When Yves Saint Laurent produced a screaming orange or pink lipstick that became a must-have in the fashion world, Talley says, Johnson translated that for black women.

"She knew how to express style, translate trends into viable products for the African-American woman, whose budget very often is not one that can support a lipstick tube that would cost ... $100 nowadays," Talley says. "She made sure that Ebony Fashion Fair products were for people of all walks of life."

She was a aware of style on the runway, behind the makeup counter, in the offices of her husband's publishing company, and at home.

"Her world of style not only was about the proper or most extraordinary dress from Paris or jacket or sequined evening gown," Talley says. "She also was one of the first African-American women to have a Picasso in her living room in Chicago."

According to Johnson Publishing Co., the Ebony Fashion Fair has produced more than 4,000 shows and raised more than $55 million for charity.

"She loved what she had become and what she did give to the world," Talley says. "And that love was shared by millions."

Eunice Johnson: Black American Royalty

It might be difficult for people to understand how large the Johnson family looms for many in black America, especially now that the first family is black. But before the Obamas there were the Johnsons, the wealthiest and most fashionable black family in America.

John Johnson epitomized the Horatio Alger story. Spurred by two legendary black women — the first of course being his mother — Johnson, according to legend, started his publishing empire with a $500 loan. His mother let him use her furniture as collateral. That goes to show that black mothers had a firm grasp on microfinancing long before it was Nobel Prize-worthy.

And then there was his wife. Eunice Johnson was a partner to her husband's success. When John Johnson wanted to create the black equivalent of Life magazine, Eunice Johnson named it Ebony. When she was asked to put on a fashion show for charity, she took it on the road and raised millions. Then when those ebony-hued women couldn't find makeup in the cities they traveled to, she helped her publisher husband realize the necessity and profitability of cosmetics for black, brown and tan women. So today while the publishing part of the company struggles, women across the globe spend hundreds of millions on Fashion Fair makeup.

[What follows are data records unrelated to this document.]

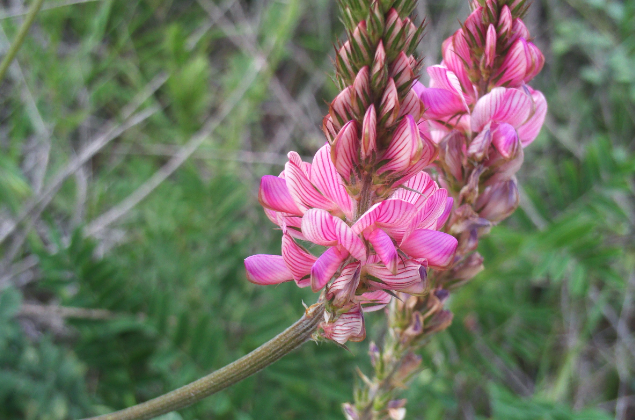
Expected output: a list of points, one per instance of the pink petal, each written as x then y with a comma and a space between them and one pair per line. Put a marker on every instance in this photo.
449, 203
427, 217
267, 269
441, 103
385, 248
302, 190
405, 147
505, 140
319, 227
490, 45
369, 134
436, 247
342, 290
298, 260
388, 213
377, 300
424, 186
326, 266
326, 179
345, 150
510, 106
514, 67
408, 278
274, 195
529, 131
442, 78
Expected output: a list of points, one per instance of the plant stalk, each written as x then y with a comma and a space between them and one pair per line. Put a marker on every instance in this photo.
19, 39
263, 356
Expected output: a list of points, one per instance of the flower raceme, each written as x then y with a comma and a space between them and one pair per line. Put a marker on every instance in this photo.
386, 249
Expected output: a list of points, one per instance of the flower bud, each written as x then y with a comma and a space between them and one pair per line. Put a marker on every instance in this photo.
369, 134
360, 93
405, 147
389, 106
379, 71
498, 201
340, 108
328, 128
490, 46
345, 150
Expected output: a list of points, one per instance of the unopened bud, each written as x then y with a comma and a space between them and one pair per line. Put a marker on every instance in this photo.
340, 108
379, 71
328, 128
389, 106
498, 201
360, 94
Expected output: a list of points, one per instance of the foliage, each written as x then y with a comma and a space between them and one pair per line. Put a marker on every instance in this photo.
543, 332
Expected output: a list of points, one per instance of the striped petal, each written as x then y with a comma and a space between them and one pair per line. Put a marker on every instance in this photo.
326, 266
298, 260
405, 147
423, 187
325, 178
274, 194
319, 227
385, 248
505, 140
345, 150
502, 105
388, 213
436, 247
304, 194
529, 131
375, 300
410, 277
267, 269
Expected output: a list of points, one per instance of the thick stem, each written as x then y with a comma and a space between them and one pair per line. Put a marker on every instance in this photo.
263, 356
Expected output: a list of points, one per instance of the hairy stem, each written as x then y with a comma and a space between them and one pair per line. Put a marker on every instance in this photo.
263, 356
19, 39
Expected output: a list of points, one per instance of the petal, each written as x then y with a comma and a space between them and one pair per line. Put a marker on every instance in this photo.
326, 179
510, 106
436, 247
319, 227
505, 140
427, 217
423, 187
388, 213
409, 277
267, 269
441, 103
405, 147
274, 194
304, 194
297, 259
449, 203
376, 300
345, 151
326, 266
529, 131
385, 248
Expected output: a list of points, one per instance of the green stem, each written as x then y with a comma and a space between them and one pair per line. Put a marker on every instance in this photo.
19, 39
263, 356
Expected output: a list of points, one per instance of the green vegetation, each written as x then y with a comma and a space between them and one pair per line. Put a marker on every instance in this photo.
132, 138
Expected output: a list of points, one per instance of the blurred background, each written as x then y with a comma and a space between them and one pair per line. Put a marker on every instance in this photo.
133, 134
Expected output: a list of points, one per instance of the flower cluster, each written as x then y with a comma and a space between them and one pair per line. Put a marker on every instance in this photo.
364, 198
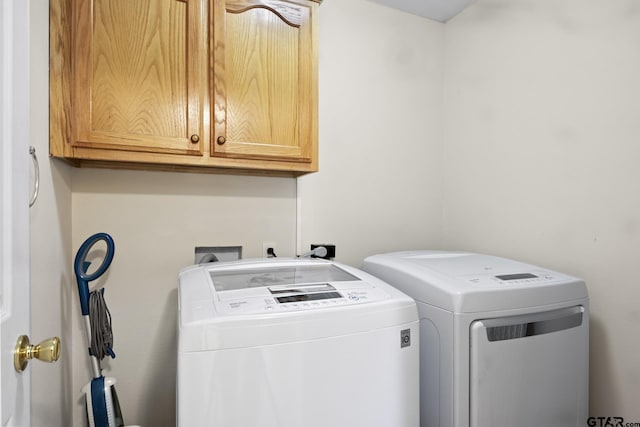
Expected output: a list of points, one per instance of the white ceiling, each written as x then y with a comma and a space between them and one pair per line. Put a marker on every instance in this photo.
438, 10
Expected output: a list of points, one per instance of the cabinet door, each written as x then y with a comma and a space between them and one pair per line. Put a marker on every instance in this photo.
137, 75
264, 79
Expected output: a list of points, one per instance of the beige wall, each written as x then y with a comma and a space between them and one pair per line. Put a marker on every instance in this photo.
541, 159
156, 219
50, 219
380, 179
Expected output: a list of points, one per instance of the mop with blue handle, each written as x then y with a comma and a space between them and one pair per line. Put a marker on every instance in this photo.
103, 409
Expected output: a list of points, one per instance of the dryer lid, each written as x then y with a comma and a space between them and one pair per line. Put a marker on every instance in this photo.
467, 282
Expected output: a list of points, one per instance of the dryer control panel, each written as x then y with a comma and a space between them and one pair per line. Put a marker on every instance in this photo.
281, 288
518, 279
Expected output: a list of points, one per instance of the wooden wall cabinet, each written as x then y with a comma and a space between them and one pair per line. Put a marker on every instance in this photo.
195, 85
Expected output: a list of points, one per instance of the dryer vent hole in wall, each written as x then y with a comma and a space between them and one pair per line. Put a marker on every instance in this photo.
204, 254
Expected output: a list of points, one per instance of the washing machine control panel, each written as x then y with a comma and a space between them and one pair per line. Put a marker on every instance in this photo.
529, 278
306, 297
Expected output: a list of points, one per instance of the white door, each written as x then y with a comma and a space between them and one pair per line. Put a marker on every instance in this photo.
15, 388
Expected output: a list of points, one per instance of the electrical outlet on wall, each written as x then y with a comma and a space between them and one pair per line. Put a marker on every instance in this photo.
269, 249
217, 253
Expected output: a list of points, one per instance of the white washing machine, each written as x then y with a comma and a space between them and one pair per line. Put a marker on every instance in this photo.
503, 343
294, 343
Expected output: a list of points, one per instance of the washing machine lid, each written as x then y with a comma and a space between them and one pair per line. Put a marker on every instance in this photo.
467, 283
269, 301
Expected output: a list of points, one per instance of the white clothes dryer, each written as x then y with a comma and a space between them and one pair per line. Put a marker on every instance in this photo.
502, 343
294, 343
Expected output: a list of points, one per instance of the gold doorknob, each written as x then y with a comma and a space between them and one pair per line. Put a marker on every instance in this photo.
46, 351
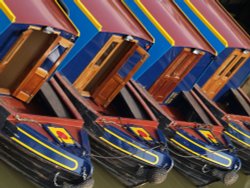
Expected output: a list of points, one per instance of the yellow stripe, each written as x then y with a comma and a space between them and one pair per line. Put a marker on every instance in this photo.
131, 12
65, 13
48, 147
202, 156
7, 11
90, 16
155, 22
206, 22
135, 146
232, 136
234, 128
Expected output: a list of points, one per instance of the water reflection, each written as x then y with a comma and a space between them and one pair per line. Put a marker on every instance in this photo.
9, 178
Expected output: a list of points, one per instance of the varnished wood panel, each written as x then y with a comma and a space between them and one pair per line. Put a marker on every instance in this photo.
224, 73
174, 74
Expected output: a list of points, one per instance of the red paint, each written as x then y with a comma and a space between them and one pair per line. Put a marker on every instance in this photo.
210, 136
62, 135
142, 133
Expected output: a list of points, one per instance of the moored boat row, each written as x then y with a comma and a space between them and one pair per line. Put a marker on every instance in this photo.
130, 84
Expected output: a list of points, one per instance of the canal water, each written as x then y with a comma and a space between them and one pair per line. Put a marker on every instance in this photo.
9, 178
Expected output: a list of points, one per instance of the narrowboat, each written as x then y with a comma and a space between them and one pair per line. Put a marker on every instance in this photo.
222, 80
168, 75
239, 11
123, 130
223, 77
41, 132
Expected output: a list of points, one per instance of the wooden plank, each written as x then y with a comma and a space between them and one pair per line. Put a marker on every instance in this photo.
244, 103
199, 110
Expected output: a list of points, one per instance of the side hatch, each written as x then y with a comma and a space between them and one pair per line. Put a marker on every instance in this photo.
112, 67
31, 61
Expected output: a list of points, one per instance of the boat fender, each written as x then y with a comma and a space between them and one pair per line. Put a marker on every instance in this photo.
89, 183
227, 178
157, 175
3, 116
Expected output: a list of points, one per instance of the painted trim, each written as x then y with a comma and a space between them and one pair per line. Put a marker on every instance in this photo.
90, 16
206, 22
235, 138
133, 145
202, 156
78, 32
155, 22
242, 133
7, 11
48, 147
138, 20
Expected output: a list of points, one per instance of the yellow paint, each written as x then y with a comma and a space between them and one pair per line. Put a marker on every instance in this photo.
239, 131
48, 147
78, 32
90, 16
206, 149
7, 11
232, 136
209, 136
54, 130
135, 146
131, 12
155, 22
136, 129
206, 22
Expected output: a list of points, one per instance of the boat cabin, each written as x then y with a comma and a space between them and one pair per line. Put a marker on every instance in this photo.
32, 47
110, 60
222, 80
187, 55
40, 127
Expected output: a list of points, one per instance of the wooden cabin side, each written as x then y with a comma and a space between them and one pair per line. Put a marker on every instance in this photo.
170, 69
111, 58
232, 59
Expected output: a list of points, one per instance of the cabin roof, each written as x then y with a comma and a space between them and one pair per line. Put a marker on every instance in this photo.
115, 18
223, 23
40, 12
176, 25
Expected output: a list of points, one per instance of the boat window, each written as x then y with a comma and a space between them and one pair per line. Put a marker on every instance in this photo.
106, 53
236, 66
230, 62
129, 65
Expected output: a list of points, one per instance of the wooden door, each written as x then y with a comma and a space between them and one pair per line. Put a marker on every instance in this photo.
84, 82
174, 74
224, 73
30, 62
110, 69
117, 79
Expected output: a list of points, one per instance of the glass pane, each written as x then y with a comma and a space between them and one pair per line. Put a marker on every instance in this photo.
228, 64
129, 65
53, 57
106, 53
236, 65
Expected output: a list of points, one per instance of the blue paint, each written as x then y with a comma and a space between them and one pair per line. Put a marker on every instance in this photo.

When Eunice Johnson went to Paris or Milan to purchase haute couture, at first she was an oddity. Some of the white designers were reluctant to sell. But Andre Leon Talley, the editor at large of Vogue magazine, told Michele Norris that Johnson didn't make a scene. She waited for the fashion houses to realize how deep her pockets were and how broad her influence was in America. And Tally says that soon, "they received her like she were an editor of Vogue." Yves Saint Laurent would leave his work for her, and Coco Chanel would visit Johnson at her home.

Eunice and John Johnson were black royalty. They were an essential part of the cultural life of black America. Maybe you read Ebony or Jet, even if they were dog-eared copies in the beauty shop. Maybe you watched your mother and her friends dress up to go to a Fashion Fair show. Maybe your first compact of blush was Chocolate Chip. Maybe you dreamed of going into journalism because you walked home past the Ebony/Jet building in Chicago after school. Maybe you were lucky enough to spy Eunice Johnson in her Rolls-Royce cruising down Michigan Avenue.

She wasn't really a celebrity. To a kid on the South Side of Chicago, she was as close to the Queen Mother as you could get.